We've been covering video games and their penetration in the American psyche. According to Nielsen, Americans spend 11% of their leisure time gaming, hence the relentless strength in Electronic Arts (EA) , Activision Blizzard (ATVI) and TakeTwo Interactive (TTWO) .
We don't have the numbers, but many private companies have been vying to be the source for delivered ingredients that allow you to cook at home. Blue Apron comes to mind, right? Man, they've been all over the place with their push to be the first mover in the category. They have to go head to head with a deflationary trend at the supermarket where food prices have been rolled back in some cases to prices we haven't seen in years.

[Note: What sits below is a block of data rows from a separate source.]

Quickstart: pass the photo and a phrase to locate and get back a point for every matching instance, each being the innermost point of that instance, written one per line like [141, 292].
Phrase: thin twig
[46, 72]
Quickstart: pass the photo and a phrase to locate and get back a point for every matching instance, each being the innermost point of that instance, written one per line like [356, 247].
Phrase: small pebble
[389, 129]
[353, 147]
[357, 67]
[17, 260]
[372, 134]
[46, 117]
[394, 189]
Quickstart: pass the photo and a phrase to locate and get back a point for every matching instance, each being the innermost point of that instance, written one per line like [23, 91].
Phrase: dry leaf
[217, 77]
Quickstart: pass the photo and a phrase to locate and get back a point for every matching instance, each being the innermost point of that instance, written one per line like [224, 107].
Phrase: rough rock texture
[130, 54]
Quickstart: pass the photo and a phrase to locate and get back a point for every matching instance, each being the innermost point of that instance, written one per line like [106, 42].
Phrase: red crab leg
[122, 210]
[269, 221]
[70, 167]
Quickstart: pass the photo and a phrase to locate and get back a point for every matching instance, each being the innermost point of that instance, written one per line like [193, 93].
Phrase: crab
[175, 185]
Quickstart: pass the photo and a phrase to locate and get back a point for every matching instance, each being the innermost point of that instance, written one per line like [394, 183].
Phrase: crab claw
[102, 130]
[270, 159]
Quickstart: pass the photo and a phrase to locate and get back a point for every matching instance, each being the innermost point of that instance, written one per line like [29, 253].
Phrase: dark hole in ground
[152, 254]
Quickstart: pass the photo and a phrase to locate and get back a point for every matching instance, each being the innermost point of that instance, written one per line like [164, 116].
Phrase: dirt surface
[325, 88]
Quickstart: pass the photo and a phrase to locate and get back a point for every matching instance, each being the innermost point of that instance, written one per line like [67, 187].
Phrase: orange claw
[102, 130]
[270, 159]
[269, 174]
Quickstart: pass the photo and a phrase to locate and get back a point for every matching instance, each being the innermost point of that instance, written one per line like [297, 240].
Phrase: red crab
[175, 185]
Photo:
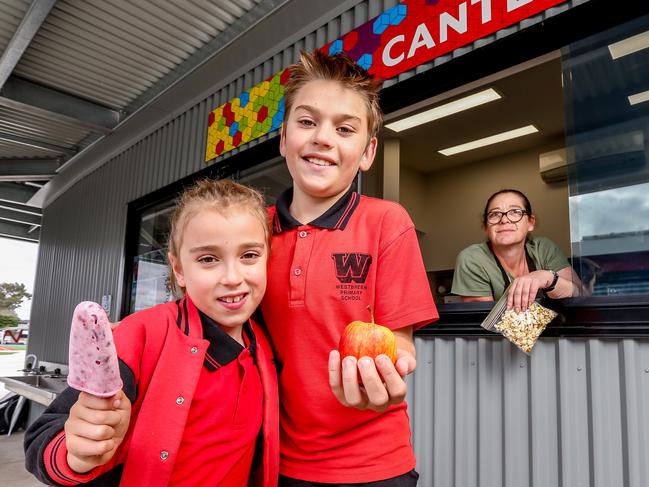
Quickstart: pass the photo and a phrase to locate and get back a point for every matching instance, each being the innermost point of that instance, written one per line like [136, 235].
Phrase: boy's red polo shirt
[321, 277]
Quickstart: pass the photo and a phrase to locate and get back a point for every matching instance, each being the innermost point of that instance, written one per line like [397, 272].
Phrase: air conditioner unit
[552, 166]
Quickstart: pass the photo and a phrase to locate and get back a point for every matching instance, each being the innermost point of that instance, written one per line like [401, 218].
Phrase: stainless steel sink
[40, 388]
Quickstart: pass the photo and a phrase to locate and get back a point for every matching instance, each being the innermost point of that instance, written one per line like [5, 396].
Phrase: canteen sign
[417, 31]
[410, 33]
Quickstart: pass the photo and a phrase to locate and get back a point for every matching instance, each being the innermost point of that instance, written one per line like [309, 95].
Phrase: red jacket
[161, 346]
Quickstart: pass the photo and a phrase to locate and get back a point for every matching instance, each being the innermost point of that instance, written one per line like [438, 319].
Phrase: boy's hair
[223, 196]
[317, 65]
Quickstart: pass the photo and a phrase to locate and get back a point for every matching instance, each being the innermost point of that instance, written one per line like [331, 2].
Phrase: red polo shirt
[321, 277]
[224, 419]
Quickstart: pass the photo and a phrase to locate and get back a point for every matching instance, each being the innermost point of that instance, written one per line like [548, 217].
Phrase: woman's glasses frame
[514, 215]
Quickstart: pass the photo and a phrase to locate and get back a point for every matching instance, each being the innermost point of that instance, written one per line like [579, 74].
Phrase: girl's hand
[95, 428]
[381, 382]
[523, 290]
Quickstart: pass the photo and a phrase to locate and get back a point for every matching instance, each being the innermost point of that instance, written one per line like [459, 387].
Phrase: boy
[335, 252]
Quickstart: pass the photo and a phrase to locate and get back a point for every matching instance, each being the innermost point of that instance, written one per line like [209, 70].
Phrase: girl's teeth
[234, 299]
[319, 162]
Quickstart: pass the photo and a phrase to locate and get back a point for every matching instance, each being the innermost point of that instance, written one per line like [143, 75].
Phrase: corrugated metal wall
[573, 414]
[483, 414]
[83, 232]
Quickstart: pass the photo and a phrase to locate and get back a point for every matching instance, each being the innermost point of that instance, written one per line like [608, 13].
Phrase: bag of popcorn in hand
[522, 329]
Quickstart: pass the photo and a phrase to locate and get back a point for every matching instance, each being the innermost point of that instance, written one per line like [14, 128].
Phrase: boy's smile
[325, 142]
[222, 265]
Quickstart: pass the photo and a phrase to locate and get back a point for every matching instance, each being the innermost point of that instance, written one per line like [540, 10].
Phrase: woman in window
[513, 255]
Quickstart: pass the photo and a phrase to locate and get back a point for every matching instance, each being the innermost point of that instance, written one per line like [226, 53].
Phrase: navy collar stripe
[350, 208]
[335, 218]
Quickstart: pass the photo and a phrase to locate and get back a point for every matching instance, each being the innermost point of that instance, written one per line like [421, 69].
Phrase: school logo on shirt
[352, 267]
[351, 272]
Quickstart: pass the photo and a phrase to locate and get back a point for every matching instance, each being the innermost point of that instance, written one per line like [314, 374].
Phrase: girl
[199, 404]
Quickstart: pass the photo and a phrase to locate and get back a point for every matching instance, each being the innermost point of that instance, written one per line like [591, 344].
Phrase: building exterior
[483, 413]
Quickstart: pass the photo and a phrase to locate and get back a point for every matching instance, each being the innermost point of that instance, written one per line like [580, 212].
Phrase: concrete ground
[12, 457]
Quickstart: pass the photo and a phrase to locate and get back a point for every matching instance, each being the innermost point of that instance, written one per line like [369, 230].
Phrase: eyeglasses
[514, 215]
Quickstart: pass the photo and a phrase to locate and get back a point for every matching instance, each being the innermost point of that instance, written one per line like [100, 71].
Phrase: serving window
[569, 129]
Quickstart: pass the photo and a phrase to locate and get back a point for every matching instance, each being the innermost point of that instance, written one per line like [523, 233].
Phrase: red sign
[417, 31]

I have not cared for the stock of GrubHub (GRUB) because there are so many competitors out there, but it's been a winner, as getting that food at home is a top priority these days. I have watched with interest the private company Postmates, as well as the Caviar division of Square (SQ) because they seem to be thriving as people want things delivered instantly.
We have been loath at Bar San Miguel, my small-plate Mexican restaurant in Brooklyn, to offer takeout. We want our food to be eaten as soon as it's made. But we have no choice. People want takeout, they want to eat at home. We have had to bow to their wishes and have hired Caviar to do so. We aren't the only ones. We are doing it because everyone else offers it, which I think is a very big reason why the restaurant business has been in such a funk. Remember, we are a bar. We make our money on liquor. We want you to stay at our place and drink. But we have to cater to those who want to take the food home, too.
And then, of course, there's Amazon (AMZN) , which is the greatest stay-at-home story of all time. The idea of not needing a car and having everything brought to your house is now so ingrained that it is crushing so many bricks-and-mortar operations as to make owning shares in them painful. Amazon Prime is one of the great bargains of all time and it is winning the war of retail. It's the envy of everything and everyone in its path because it has used machine learning and incredible distribution to give you what you want when you want it for a lower price. Is it any wonder that people are waiting longer and longer to buy cars or get licenses? Amazon makes it too easy to stay home. (Amazon is part of TheStreet's Growth Seeker portfolio.)
Oh, and speaking of obvious: Do not forget that many of these items and devices and trends start with apps. Apple apps. Mobile, most specifically the iPhone, powers much of this trend. To leave that out is to leave out the punchline of the entire story.
People like to say that such-and-such a theme is in the early innings, or is just not starting to play out as if somehow the game will end. I think that this stay-at-home trend isn't going to end as quickly as it began. It's always going to be cheaper, it's always going to be safer, and in the case of Netflix, it's always going to be better than normal fare as long as current management runs the joint.